High-resolution mass spectra were obtained from the Department of Environmental Health Sciences Mass Spectrometry Laboratory of Mario Negri Institute for Pharmacological Research, Milan. High-resolution mass spectrometry (HRMS) experiments were carried out on a Finnigan LTQ hybrid ion trap/orbitrap.

3.2. Experimental Procedures

Synthesis of 1-[1-(1H-indol-3-yl) methyl]-1H-indole (4a)

Indole 1 (8.54 mmol), paraformaldehyde (10.25 mmol) and CaO (145.18 mmol) were blended with a magnetic stirrer for the period indicated (TLC) at 100 °C. After reaction, the crude mixture was extracted with CH2Cl2 and the obtained extract was passed through celite. The concentrated filtrate was flash chromatographed (hexane/ethyl acetate 3/1) on silica gel, obtaining the desired product.

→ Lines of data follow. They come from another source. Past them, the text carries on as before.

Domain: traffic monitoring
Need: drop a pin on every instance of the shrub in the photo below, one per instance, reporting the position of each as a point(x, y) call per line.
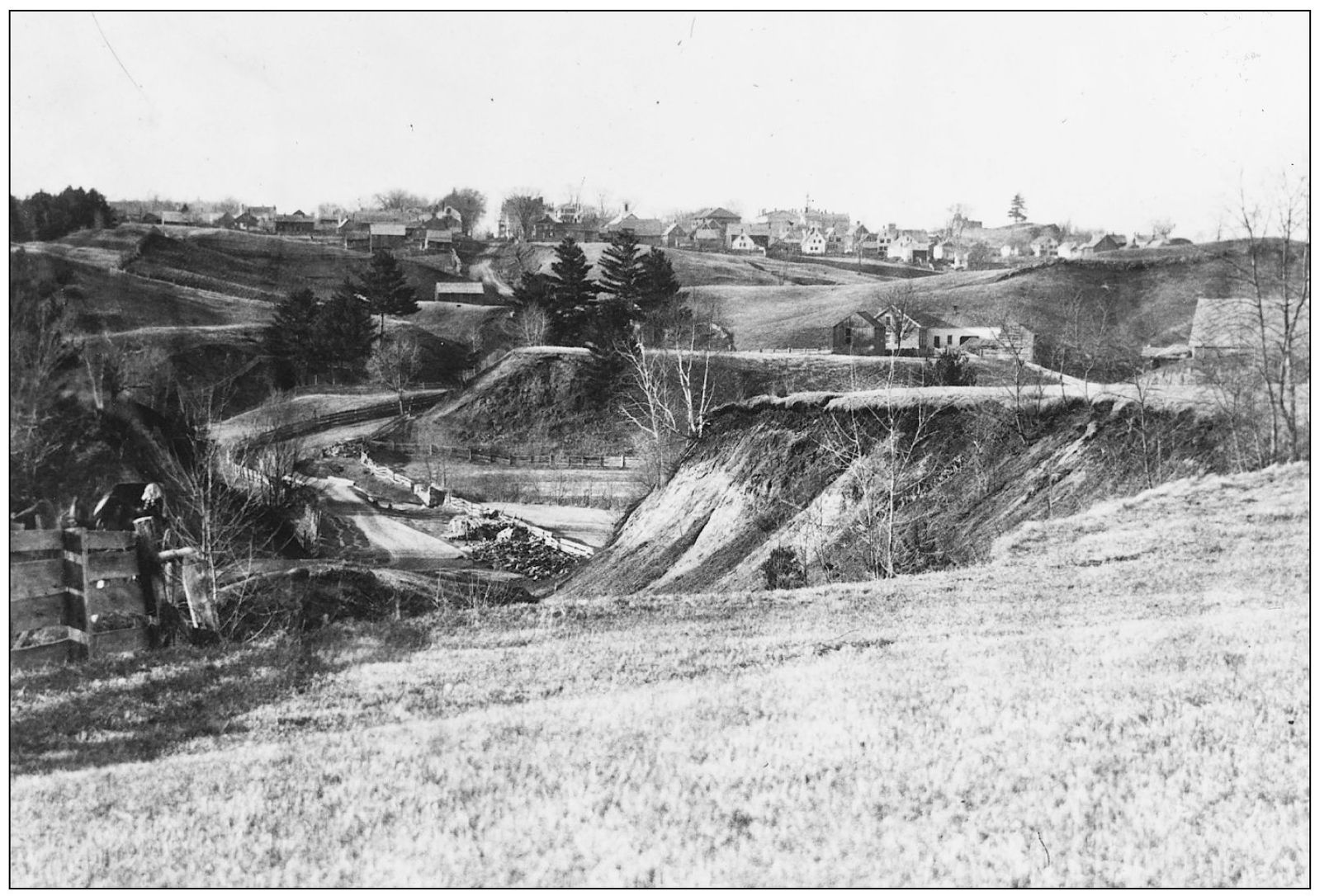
point(783, 570)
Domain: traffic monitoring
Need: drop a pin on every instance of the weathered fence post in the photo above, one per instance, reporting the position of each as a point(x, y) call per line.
point(152, 579)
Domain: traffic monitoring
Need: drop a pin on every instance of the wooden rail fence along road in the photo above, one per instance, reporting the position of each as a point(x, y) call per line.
point(429, 494)
point(551, 461)
point(71, 579)
point(80, 580)
point(320, 422)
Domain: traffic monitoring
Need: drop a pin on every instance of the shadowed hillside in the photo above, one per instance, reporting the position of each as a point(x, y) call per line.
point(856, 492)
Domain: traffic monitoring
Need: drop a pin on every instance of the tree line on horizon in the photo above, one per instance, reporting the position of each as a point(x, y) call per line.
point(45, 217)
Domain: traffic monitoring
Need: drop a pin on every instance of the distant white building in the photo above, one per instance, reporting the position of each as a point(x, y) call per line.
point(814, 242)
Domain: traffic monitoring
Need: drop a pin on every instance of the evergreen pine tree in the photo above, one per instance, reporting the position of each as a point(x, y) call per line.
point(343, 332)
point(573, 295)
point(621, 287)
point(17, 222)
point(385, 287)
point(660, 309)
point(1017, 209)
point(291, 337)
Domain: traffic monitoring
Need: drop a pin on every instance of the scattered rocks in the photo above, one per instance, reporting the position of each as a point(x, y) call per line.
point(512, 547)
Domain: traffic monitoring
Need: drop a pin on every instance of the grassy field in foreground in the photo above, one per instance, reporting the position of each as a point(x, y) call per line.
point(1119, 697)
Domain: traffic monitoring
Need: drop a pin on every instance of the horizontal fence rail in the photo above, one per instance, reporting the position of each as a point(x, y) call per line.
point(73, 579)
point(429, 493)
point(320, 422)
point(494, 458)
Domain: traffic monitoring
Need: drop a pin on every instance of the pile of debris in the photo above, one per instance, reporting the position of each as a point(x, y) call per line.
point(343, 450)
point(511, 547)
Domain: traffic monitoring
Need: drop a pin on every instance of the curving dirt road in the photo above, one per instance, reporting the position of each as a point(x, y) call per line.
point(409, 549)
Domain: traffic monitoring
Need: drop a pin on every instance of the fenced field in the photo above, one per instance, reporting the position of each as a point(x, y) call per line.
point(1118, 699)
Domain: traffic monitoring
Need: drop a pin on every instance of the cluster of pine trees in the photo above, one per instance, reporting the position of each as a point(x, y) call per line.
point(44, 217)
point(636, 296)
point(331, 339)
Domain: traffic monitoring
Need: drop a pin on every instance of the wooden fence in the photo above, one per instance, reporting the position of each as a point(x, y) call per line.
point(72, 579)
point(476, 455)
point(78, 580)
point(346, 418)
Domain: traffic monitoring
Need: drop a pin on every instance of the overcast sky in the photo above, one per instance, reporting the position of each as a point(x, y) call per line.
point(1104, 120)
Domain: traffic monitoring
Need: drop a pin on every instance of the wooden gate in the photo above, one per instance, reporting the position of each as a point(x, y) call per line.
point(88, 583)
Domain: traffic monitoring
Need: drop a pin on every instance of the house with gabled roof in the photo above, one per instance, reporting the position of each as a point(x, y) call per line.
point(858, 333)
point(910, 246)
point(814, 242)
point(674, 235)
point(895, 331)
point(296, 224)
point(715, 219)
point(649, 231)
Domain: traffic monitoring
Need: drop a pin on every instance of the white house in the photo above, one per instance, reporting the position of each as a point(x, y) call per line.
point(814, 242)
point(743, 242)
point(910, 248)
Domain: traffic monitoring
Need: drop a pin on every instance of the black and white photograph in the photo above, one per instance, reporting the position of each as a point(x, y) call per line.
point(660, 449)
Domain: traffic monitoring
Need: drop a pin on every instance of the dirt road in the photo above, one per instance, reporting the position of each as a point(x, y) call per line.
point(409, 549)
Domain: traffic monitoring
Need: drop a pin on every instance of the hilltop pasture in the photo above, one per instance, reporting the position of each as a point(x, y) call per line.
point(1145, 298)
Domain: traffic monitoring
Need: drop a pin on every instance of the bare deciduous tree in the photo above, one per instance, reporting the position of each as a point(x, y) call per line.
point(399, 200)
point(880, 449)
point(674, 394)
point(524, 209)
point(1275, 312)
point(395, 363)
point(532, 324)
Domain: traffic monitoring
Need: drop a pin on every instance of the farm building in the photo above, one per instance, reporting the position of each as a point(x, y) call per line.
point(460, 291)
point(387, 235)
point(717, 219)
point(546, 230)
point(858, 333)
point(747, 238)
point(296, 224)
point(895, 331)
point(647, 231)
point(910, 246)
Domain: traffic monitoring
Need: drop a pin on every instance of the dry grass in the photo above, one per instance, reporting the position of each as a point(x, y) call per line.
point(1122, 697)
point(1150, 295)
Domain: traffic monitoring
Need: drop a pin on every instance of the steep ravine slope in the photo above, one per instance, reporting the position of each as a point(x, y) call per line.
point(778, 473)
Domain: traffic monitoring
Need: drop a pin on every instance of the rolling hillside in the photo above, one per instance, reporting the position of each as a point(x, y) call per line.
point(261, 267)
point(1143, 296)
point(702, 268)
point(1121, 697)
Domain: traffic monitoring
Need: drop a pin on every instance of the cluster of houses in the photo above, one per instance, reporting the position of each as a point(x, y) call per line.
point(917, 333)
point(815, 231)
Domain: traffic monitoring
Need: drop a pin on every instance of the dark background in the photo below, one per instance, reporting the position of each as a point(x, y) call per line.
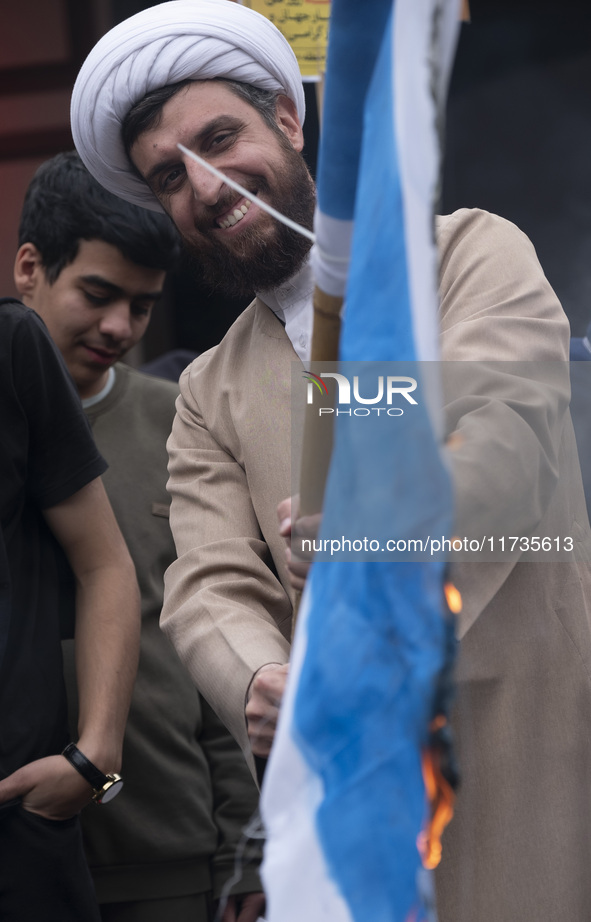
point(517, 143)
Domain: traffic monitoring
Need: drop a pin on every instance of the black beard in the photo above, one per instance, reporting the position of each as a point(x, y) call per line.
point(258, 262)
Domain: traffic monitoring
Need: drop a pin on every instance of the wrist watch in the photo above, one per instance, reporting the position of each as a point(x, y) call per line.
point(105, 787)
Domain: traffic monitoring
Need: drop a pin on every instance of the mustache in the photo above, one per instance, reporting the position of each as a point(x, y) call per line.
point(206, 220)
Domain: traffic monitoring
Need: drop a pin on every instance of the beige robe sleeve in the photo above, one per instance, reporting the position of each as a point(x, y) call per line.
point(226, 610)
point(505, 337)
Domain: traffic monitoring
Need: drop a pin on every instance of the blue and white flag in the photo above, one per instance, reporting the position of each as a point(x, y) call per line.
point(343, 799)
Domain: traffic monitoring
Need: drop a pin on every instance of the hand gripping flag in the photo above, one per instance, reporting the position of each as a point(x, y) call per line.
point(344, 799)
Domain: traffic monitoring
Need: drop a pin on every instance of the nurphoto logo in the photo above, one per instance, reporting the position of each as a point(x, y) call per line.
point(385, 387)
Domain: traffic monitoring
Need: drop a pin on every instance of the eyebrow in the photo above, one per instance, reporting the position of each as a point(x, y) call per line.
point(100, 282)
point(218, 123)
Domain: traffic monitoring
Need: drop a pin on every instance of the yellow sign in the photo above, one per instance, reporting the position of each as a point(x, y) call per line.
point(304, 23)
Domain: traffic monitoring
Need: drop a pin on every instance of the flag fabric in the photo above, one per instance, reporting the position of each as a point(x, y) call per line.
point(343, 799)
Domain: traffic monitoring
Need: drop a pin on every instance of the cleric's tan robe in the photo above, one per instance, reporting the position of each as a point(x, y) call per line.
point(519, 845)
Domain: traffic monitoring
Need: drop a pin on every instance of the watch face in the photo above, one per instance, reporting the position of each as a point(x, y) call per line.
point(110, 790)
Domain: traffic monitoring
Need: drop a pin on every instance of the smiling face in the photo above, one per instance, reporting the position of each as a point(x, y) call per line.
point(96, 310)
point(238, 246)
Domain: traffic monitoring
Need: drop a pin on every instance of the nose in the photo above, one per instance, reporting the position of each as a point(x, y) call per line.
point(206, 187)
point(116, 322)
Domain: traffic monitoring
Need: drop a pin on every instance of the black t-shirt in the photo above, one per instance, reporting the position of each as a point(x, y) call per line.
point(47, 454)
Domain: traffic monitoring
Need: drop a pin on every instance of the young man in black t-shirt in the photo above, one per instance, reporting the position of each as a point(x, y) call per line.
point(50, 482)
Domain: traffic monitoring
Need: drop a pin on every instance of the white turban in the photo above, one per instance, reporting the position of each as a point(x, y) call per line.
point(168, 43)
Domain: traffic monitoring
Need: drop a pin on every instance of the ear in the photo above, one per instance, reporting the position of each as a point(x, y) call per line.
point(28, 270)
point(286, 114)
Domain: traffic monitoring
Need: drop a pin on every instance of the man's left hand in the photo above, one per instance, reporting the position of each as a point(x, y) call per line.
point(50, 787)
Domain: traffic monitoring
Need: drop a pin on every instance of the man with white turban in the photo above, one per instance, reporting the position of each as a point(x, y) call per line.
point(214, 57)
point(220, 79)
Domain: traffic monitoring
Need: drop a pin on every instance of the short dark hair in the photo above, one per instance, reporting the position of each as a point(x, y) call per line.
point(64, 204)
point(147, 112)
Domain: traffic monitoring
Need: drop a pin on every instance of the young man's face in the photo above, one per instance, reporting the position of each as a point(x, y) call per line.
point(96, 310)
point(237, 245)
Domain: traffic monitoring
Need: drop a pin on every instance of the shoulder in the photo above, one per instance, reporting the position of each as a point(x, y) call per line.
point(140, 396)
point(140, 382)
point(475, 232)
point(228, 363)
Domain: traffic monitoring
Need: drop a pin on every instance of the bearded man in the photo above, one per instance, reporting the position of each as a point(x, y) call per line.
point(221, 80)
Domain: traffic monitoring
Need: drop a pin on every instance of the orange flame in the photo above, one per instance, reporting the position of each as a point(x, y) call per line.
point(441, 801)
point(453, 598)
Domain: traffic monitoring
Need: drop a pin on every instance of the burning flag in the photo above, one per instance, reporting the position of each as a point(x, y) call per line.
point(365, 712)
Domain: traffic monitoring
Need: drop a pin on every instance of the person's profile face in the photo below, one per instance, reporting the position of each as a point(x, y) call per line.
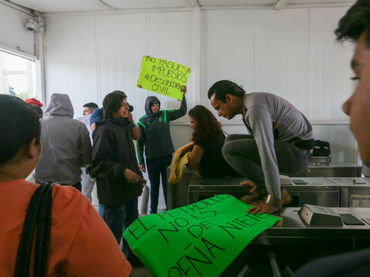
point(123, 111)
point(357, 107)
point(223, 109)
point(87, 110)
point(193, 122)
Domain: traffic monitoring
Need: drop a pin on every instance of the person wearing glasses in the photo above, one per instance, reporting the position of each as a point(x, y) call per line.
point(155, 140)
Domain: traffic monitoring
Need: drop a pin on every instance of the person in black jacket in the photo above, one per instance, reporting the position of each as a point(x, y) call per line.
point(114, 164)
point(155, 136)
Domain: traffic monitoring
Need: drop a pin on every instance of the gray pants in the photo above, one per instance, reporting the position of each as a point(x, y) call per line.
point(87, 184)
point(241, 153)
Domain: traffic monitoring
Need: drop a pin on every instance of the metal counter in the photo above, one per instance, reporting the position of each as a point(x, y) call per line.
point(334, 170)
point(295, 232)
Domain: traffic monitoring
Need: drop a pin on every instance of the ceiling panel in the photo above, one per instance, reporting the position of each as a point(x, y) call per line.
point(147, 4)
point(62, 5)
point(49, 6)
point(321, 1)
point(236, 2)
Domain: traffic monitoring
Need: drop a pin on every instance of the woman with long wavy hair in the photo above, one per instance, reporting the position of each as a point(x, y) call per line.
point(208, 139)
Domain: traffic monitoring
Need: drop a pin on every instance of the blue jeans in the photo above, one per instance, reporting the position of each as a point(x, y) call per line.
point(157, 168)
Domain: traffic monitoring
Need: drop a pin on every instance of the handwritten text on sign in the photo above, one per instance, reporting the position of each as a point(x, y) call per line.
point(162, 76)
point(200, 239)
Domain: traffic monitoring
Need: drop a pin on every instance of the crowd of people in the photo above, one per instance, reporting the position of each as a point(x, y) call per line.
point(83, 243)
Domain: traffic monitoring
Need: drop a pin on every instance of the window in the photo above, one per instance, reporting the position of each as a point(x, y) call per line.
point(17, 76)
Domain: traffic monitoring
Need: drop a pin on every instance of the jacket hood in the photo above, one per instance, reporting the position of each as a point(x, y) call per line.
point(148, 100)
point(60, 104)
point(123, 121)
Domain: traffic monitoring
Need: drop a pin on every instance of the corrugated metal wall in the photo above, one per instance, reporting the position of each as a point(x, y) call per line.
point(13, 34)
point(290, 52)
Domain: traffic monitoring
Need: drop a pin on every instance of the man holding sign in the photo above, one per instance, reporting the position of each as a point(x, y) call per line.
point(155, 137)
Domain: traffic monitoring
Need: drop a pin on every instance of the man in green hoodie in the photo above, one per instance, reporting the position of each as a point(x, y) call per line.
point(155, 140)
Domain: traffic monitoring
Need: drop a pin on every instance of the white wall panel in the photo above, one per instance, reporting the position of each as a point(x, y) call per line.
point(291, 53)
point(281, 54)
point(228, 51)
point(329, 73)
point(90, 56)
point(13, 34)
point(71, 60)
point(119, 52)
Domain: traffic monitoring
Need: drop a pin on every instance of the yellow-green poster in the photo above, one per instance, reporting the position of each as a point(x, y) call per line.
point(162, 76)
point(200, 239)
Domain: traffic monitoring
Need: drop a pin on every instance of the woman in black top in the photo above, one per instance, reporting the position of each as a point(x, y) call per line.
point(208, 140)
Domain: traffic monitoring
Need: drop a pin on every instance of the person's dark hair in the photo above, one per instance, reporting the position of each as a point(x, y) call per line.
point(37, 110)
point(91, 105)
point(112, 103)
point(221, 88)
point(355, 22)
point(19, 125)
point(207, 125)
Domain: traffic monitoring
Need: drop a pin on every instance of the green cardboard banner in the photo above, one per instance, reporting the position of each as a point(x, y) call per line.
point(162, 76)
point(200, 239)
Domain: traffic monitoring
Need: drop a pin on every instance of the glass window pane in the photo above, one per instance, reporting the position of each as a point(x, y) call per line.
point(17, 76)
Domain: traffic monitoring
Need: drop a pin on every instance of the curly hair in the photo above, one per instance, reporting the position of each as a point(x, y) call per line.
point(112, 103)
point(355, 22)
point(207, 124)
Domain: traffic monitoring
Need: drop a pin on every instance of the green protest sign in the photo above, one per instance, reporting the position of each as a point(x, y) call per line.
point(162, 76)
point(200, 239)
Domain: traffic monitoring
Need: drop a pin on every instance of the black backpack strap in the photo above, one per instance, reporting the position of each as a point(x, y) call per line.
point(38, 219)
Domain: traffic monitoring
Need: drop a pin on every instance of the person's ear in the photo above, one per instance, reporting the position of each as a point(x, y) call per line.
point(33, 149)
point(228, 98)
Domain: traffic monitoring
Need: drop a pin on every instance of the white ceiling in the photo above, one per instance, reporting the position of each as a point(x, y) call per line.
point(66, 6)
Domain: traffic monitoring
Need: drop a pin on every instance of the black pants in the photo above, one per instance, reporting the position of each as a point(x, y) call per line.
point(118, 218)
point(77, 185)
point(157, 168)
point(241, 153)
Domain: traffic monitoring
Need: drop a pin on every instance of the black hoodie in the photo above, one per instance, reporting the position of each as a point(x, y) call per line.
point(113, 152)
point(155, 130)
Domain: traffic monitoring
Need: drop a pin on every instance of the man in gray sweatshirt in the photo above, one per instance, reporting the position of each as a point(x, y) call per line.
point(65, 142)
point(279, 141)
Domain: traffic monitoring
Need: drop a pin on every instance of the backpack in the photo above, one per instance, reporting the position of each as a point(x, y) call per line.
point(321, 148)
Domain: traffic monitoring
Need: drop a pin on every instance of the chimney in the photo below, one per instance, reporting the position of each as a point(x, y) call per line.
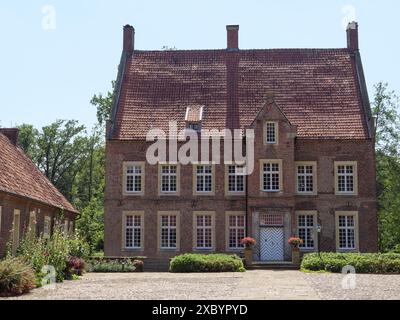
point(129, 39)
point(11, 134)
point(233, 37)
point(352, 36)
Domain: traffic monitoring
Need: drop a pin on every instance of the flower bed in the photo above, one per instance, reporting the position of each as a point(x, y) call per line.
point(362, 262)
point(191, 262)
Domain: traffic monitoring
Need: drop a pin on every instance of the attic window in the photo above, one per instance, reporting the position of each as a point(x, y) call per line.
point(193, 117)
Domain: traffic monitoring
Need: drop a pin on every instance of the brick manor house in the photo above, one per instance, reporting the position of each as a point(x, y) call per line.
point(314, 171)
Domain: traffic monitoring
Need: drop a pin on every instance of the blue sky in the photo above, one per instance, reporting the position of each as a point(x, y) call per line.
point(50, 68)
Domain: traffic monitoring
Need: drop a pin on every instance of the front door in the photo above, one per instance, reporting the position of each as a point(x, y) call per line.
point(271, 245)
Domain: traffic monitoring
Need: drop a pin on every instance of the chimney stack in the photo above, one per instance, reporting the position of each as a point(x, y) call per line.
point(233, 37)
point(352, 36)
point(11, 134)
point(129, 39)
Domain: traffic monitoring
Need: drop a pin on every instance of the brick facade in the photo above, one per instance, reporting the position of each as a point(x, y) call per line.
point(318, 101)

Typical procedure for 1-[1-(1H-indol-3-yl) alkyl]-1H-indoles (4b–e)

A mixture of indole 1 (8.54 mmol) and the appropriate aldehyde (10.25 mmol) was stirred for the period indicated (TLC) at 100 °C. After reaction, the crude mixture was flash chromatographed (hexane/ethyl acetate 10/1, 5/1 or 3/1) on silica gel, obtaining the desired product.

Synthesis of 3-(1-(1H-indol-3-yl) dodecyl)-1H-indole (3e)

A mixture of indole 1 (8.54 mmol) and dodecanal 2e (10.25 mmol) was stirred for the period indicated (TLC) at 100 °C. After reaction, the crude mixture was washed with CH2Cl2 and filtered through celite. The concentrated filtrate was flash chromatografied (hexane/ethyl acetate 10/1) on silica gel, obtaining the desired product.

3.3. Biology

Cell Line and Culture

Rat FaO cell line was supplied by the Interlab Cell Line Collection (Servizio Biotecnologie, IST, Genova, Italy). FaO cells were maintained in Dulbecco’s Modified Eagle’s Medium (DMEM plus Glutamax I, Invitrogen S.r.l., Milano, Italy) supplemented with penicillin, streptomycin and 10% heat-inactivated fetal calf-serum (FCS) (Invitrogen) in a humidified atmosphere of 5% CO2/95% air, at 37 °C. Indole 3-carbinol (I3C) and compound 3a, 3b, 4a and 4b were dissolved in DMSO and were added to the culture media to the final concentrations specified in the text. Control cells were treated with an equivalent amount of the solvent alone.

Cell Viability

Cell viability was determined by the uptake of neutral red by lysosome of viable cells. Determination of viability of adherent cells by NRU assay was performed according to Borefreund and Puerner [40]. The value obtained for treated cells was expressed as percentage of the value obtained in control cells. All experiments were performed in triplicate.

Statistical Analysis

Instant software (GraphpAd Prism 5, GraphPad Software Inc., San Diego, CA, USA) was used to analyse data. One-way analysis of variance (ANOVA) with post hoc analysis using Tukey’s multiple comparison test was used for parametric data. The results of multiple observations were presented as the means ± S.D. of three experiments. A p value of <0.05 was considered statistically significant.

4. Conclusions

We succeeded in the synthesis of new the 1-[1-(1H-indol-3-yl) alkyl]-1H-indoles by a simple and eco-friendly method, also assuming that a 2-azafulvene intermediate 6 could represent the key to the reaction mechanism. Moreover, CaO was demonstrated to be a valid alternative to organolithium reagents for the formation of indole-1-carbinol 5, a potential building-block for biologically active compounds. Work continues on the improvement of the yields and on the development of new regioselective and stereoselective approaches to 1,3′-BIM isomers. Besides, we demonstrated that BIM derivatives 3b, 4a and 4b show a behaviour similar to 3a and are more potent than I3C in inducing loss of viability in hepatoma cells FaO, suggesting the possible employment of these compounds for therapeutic purposes, including liver injury and the selective elimination of tumoral liver cells. However, further studies are needed to elucidate the possible underlying mechanisms in action and their effects on the expression of some proteins involved in both Akt pathway-mediated oncogenic signaling, possibly leading to changes in the functional status of diverse effects or involved in cell cycle progression and apoptosis.